How Quantization Benchmark Works
Comparing float32, float16, and int8 in the browser
Quantization Benchmark runs one TensorFlow.js model at different numeric precisions. It measures average inference time, estimated weight memory footprint, and how much output confidence shifts relative to a float32 baseline.
1) One model, three precision modes
The experiment initializes a single convolutional model architecture and reuses it for each benchmark pass. For float32, weights are used as-is. For float16 and int8, each weight tensor is quantized and then loaded into an identical model clone.
for (const mode of ["float32", "float16", "int8"] as const) {
const result = await runModeBenchmark(baseModel, inputTensor, mode);
orderedResults.push(result);
}2) Float16 simulation
Float16 keeps the same dynamic range idea as float32 but with fewer mantissa bits. The benchmark rounds each weight value to half-precision granularity, then stores it back as float32 for browser execution.

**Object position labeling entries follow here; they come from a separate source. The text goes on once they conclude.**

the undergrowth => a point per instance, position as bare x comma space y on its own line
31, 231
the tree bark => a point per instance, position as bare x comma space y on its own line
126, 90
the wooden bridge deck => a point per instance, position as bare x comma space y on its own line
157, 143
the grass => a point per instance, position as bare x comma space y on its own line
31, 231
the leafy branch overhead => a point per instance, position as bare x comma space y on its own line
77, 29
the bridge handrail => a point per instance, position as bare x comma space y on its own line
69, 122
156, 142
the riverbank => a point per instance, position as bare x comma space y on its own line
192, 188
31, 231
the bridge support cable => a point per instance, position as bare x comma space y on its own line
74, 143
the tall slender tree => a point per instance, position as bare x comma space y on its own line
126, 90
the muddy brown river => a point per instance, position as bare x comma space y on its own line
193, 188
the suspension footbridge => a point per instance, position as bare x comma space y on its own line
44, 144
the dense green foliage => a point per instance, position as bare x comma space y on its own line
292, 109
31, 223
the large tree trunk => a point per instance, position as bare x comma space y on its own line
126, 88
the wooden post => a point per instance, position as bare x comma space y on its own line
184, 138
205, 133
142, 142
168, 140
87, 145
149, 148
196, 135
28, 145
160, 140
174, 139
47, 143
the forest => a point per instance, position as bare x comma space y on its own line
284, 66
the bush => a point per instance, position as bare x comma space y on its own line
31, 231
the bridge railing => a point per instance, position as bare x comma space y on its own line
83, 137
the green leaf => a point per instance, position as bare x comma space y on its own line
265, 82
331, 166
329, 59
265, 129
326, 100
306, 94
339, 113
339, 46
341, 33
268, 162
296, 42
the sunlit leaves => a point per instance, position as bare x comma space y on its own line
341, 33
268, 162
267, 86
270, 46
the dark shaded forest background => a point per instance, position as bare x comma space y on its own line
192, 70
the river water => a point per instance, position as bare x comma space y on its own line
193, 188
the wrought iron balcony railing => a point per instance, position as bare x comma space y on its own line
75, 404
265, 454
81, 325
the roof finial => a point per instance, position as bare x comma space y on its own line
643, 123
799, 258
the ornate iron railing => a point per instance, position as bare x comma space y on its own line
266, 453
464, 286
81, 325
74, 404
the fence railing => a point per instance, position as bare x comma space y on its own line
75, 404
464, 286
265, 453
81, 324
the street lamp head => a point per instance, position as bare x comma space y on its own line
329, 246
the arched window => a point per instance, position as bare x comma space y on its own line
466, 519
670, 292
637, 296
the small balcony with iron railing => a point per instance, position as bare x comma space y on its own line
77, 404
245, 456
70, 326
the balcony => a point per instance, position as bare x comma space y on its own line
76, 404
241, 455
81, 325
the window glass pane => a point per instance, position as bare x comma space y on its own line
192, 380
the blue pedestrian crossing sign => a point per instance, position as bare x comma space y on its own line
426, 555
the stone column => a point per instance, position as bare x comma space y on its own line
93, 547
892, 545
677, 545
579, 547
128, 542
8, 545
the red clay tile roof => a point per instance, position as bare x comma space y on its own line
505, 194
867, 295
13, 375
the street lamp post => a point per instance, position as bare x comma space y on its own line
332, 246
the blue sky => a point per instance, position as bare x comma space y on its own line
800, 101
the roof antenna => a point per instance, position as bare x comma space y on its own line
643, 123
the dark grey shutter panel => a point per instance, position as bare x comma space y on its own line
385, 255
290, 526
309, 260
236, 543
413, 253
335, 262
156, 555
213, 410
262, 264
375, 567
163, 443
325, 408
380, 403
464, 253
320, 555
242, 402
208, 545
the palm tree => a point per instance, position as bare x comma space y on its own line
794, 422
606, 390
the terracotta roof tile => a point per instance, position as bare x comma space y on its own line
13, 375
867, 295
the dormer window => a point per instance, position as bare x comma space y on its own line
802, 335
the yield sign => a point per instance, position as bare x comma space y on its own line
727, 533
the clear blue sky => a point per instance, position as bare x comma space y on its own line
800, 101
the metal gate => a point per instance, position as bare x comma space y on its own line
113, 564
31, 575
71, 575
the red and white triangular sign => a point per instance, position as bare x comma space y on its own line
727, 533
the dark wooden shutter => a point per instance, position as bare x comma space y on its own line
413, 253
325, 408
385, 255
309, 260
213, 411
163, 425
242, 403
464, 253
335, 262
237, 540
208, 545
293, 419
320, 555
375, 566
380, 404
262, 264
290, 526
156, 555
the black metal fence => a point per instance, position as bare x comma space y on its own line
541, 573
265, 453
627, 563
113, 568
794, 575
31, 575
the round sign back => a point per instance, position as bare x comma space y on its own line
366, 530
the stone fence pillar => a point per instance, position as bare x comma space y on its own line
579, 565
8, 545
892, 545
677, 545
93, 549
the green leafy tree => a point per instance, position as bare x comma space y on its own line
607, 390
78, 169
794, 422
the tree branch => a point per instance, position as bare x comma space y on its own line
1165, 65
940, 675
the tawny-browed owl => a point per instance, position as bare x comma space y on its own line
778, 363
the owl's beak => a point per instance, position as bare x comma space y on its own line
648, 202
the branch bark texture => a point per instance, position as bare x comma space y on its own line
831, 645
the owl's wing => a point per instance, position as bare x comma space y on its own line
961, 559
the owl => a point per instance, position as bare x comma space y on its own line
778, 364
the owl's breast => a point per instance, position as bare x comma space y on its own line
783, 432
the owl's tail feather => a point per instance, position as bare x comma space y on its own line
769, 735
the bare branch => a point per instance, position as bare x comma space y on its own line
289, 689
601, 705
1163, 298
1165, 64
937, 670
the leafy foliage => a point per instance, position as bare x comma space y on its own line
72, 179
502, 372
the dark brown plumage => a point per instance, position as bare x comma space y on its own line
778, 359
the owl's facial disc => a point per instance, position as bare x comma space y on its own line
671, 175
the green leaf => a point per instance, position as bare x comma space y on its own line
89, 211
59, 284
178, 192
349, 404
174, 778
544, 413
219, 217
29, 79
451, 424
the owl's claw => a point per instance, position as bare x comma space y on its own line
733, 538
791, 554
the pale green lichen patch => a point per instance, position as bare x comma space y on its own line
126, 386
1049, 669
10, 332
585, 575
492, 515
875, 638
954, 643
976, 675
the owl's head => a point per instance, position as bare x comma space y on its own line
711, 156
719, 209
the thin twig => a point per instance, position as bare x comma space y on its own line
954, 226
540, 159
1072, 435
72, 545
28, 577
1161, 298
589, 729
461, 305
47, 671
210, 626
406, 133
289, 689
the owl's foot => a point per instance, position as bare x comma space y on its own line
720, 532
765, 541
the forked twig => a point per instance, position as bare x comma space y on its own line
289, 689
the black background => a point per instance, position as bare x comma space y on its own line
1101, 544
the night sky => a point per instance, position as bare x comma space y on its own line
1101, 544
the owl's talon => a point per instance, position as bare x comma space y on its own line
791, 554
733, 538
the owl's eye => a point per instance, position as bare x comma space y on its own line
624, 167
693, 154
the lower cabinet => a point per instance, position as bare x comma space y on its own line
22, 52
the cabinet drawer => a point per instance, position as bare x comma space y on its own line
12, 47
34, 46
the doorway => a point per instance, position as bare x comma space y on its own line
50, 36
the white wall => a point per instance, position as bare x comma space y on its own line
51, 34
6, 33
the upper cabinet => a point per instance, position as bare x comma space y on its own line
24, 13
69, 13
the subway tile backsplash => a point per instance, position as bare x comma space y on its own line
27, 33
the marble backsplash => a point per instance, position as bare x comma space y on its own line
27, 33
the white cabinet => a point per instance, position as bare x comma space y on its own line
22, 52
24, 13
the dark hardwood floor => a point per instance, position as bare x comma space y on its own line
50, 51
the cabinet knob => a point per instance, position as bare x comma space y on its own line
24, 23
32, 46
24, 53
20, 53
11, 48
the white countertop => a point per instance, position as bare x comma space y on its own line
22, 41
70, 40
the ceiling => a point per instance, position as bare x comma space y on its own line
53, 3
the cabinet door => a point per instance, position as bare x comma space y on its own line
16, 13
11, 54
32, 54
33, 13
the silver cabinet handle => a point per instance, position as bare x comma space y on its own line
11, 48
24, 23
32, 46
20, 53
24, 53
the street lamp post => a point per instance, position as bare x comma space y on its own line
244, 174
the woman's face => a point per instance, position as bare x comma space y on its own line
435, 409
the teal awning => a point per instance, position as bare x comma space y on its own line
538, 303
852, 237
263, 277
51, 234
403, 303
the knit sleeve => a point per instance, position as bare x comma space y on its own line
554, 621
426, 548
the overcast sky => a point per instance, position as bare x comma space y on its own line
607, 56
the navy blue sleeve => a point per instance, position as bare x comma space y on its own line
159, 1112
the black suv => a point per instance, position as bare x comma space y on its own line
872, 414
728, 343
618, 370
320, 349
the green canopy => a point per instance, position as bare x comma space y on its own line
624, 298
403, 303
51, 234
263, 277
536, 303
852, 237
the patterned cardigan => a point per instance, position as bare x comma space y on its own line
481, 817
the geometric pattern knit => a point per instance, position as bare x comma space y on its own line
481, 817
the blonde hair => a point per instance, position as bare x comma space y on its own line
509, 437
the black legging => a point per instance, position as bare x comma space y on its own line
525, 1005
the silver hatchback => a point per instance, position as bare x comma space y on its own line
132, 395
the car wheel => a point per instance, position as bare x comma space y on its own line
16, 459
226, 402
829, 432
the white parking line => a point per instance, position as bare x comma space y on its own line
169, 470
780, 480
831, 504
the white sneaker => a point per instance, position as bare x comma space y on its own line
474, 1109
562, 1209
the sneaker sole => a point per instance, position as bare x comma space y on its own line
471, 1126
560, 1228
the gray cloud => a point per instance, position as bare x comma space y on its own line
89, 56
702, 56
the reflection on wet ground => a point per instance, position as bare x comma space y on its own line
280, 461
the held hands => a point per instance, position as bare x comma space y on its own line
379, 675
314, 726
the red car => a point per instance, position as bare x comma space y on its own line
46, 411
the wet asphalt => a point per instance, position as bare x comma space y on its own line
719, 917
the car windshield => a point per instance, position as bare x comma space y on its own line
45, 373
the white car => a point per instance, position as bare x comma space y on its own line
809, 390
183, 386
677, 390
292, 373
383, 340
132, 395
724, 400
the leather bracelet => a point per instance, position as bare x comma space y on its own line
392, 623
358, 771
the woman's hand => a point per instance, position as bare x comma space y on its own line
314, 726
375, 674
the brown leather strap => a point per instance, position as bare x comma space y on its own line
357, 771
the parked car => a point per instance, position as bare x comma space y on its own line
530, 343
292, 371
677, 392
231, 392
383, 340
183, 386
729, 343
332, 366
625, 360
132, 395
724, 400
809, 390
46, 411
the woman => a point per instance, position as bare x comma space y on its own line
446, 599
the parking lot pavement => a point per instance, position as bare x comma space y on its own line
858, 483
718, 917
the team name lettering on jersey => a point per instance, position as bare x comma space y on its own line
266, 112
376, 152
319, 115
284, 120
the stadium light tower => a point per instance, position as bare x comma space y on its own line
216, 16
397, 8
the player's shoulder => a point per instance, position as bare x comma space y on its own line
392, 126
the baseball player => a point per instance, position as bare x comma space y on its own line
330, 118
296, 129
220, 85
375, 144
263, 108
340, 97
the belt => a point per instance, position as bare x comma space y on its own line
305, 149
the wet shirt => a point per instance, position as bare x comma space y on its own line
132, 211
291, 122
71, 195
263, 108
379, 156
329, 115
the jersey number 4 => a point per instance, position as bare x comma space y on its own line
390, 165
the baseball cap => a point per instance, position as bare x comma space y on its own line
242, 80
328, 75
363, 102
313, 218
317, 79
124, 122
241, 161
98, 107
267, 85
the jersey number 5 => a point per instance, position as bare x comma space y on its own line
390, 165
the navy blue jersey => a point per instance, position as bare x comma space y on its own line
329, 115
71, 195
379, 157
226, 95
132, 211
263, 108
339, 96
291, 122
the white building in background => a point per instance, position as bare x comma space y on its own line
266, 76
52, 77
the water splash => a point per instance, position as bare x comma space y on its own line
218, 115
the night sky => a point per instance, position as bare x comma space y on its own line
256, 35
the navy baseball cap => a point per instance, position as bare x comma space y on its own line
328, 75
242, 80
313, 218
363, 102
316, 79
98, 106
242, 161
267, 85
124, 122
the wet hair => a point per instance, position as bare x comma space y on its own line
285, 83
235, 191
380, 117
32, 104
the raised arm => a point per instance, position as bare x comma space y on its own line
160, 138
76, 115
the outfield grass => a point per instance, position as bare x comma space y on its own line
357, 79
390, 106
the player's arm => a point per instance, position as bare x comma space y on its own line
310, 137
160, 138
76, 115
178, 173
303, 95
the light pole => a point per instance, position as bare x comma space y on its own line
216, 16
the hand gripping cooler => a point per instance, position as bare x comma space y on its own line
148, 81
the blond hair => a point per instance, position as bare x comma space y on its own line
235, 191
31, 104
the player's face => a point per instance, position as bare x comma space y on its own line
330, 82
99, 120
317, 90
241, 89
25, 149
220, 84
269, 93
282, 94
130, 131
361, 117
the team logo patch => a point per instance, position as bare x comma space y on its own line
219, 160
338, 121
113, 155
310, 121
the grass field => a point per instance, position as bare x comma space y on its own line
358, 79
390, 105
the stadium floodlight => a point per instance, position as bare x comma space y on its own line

const exponent = Math.floor(Math.log2(clamped));
const normalized = clamped / 2 ** exponent;
const mantissa = Math.round((normalized - 1) * 1024) / 1024;
return sign * (1 + mantissa) * 2 ** exponent;3) Int8 affine quantization
Int8 maps continuous weight values into 256 discrete buckets. The benchmark computes a scale from max absolute value, quantizes into [-128, 127], then dequantizes back to float values before inference.
const scale = maxAbs === 0 ? 1 : maxAbs / 127;
const q = Math.max(-128, Math.min(127, Math.round(value / scale)));
const dequantized = q * scale;4) Measuring speed, memory, and quality
Speed is measured as average milliseconds across repeated inference passes. Memory is estimated from parameter count and bytes per precision (4, 2, or 1). Quality is reported as top-1 agreement and confidence drift versus float32.
const memoryBytes = parameterCount * bytesForMode(mode);
const top1Agreement = sameTop1 ? 100 : 0;
const confidenceDrift = Math.abs(topPredictionProb - baselineProb);Mission Debrief
Lower precision reduces model memory requirements.
Speed gains depend on backend and hardware support.
Quantization introduces rounding error that may shift confidence or top labels.